A nulla è servita la lezione di Genova, perché comunque un altro ragazzo è morto. Stefano Cucchi era il suo nome. E non è il primo a morire di carcere, di arresti, di “caduta dalle scale”. Solo che in questo caso la sua famiglia ha avuto il coraggio di dire no ed allora se ne parla. Ma quanti hanno parenti od amici disposti a metterci la faccia, a chiedere spiegazioni? E tutti gli altri? In queste ore si assiste ad un indecente balletto di dichiarazioni, di richieste di verità e di giustizia, da parte della maggioranza e dell’opposizione.

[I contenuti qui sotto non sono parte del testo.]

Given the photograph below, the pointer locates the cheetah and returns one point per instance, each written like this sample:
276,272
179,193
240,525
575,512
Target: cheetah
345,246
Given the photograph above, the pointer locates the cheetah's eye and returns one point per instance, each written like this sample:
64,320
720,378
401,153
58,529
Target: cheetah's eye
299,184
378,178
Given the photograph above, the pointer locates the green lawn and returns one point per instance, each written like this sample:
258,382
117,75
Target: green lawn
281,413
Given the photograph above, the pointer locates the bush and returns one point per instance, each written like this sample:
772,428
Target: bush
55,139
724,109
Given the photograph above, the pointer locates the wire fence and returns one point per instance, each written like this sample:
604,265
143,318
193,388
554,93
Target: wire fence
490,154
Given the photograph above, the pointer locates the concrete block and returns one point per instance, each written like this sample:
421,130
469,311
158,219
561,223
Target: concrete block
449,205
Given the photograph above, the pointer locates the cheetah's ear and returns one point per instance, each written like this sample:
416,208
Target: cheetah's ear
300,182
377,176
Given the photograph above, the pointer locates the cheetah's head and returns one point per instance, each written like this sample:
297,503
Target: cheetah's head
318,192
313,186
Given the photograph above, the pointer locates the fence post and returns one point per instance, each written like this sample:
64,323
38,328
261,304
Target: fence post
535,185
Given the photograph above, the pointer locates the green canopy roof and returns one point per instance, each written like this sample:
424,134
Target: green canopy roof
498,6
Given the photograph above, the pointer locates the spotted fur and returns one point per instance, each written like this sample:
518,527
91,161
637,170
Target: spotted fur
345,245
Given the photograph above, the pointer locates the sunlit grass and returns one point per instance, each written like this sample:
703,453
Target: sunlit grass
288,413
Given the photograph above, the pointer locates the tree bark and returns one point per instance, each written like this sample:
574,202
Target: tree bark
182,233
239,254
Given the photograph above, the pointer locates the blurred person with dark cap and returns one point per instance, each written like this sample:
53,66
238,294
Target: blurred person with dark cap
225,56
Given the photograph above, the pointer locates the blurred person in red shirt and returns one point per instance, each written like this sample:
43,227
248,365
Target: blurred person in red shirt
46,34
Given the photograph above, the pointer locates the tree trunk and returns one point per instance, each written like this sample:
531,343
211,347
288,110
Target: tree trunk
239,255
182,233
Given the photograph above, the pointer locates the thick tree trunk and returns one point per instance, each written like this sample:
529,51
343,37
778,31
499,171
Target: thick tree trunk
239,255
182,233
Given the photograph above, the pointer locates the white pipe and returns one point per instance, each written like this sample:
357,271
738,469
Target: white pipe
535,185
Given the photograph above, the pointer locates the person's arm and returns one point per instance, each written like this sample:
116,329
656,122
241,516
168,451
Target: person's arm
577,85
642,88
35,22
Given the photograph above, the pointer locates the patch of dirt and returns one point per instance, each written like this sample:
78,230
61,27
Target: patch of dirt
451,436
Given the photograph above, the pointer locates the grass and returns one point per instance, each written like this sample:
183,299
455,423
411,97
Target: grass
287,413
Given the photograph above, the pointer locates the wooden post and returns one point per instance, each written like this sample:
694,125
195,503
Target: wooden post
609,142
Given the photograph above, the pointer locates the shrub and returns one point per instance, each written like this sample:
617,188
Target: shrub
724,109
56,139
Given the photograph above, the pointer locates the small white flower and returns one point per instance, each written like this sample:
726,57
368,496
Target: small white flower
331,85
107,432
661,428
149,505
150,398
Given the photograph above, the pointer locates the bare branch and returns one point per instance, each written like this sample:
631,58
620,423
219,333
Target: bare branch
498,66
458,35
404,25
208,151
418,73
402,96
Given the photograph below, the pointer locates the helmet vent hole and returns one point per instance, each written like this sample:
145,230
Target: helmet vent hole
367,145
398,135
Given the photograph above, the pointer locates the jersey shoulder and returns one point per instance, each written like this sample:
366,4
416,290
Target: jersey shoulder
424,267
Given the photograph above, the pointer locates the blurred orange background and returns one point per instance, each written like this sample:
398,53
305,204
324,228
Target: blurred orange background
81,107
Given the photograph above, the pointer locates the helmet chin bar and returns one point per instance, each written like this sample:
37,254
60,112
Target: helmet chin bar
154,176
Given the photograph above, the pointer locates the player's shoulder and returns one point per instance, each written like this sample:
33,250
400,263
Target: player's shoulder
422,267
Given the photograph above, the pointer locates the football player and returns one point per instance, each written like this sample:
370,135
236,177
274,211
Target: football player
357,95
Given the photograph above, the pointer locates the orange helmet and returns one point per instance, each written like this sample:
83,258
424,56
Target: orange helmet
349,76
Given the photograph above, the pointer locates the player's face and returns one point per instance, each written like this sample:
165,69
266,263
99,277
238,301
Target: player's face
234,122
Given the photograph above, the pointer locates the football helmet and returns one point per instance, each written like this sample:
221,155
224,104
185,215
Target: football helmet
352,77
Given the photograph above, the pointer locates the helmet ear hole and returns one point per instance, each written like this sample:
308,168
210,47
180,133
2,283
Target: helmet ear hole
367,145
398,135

Come se fosse la prima volta che questo accade … Come se in Italia fossero (almeno formalmente) rispettati i diritti delle persone fermate o arrestate. Andate a chiederlo fuori e dentro le questure, le caserme, le carceri.
Suvvia, voi giornalisti, voi parlamentari, che tanto vi indignate per la morte di Stefano Cucchi, datevi una botta di democrazia e cominciate con i condannati, per i processi Diaz e Bolzaneto. Con i loro responsabili.
Dove sono, cosa fanno, perché sono ancora ai loro posti? Sempre pronti a torturare, a vessare persone indifese? Tutto come se a luglio del 2001 a Genova non fossero stati violati tutti i diritti previsti dalla nostra Costituzione e dai trattati internazionale in merito ai diritti umani …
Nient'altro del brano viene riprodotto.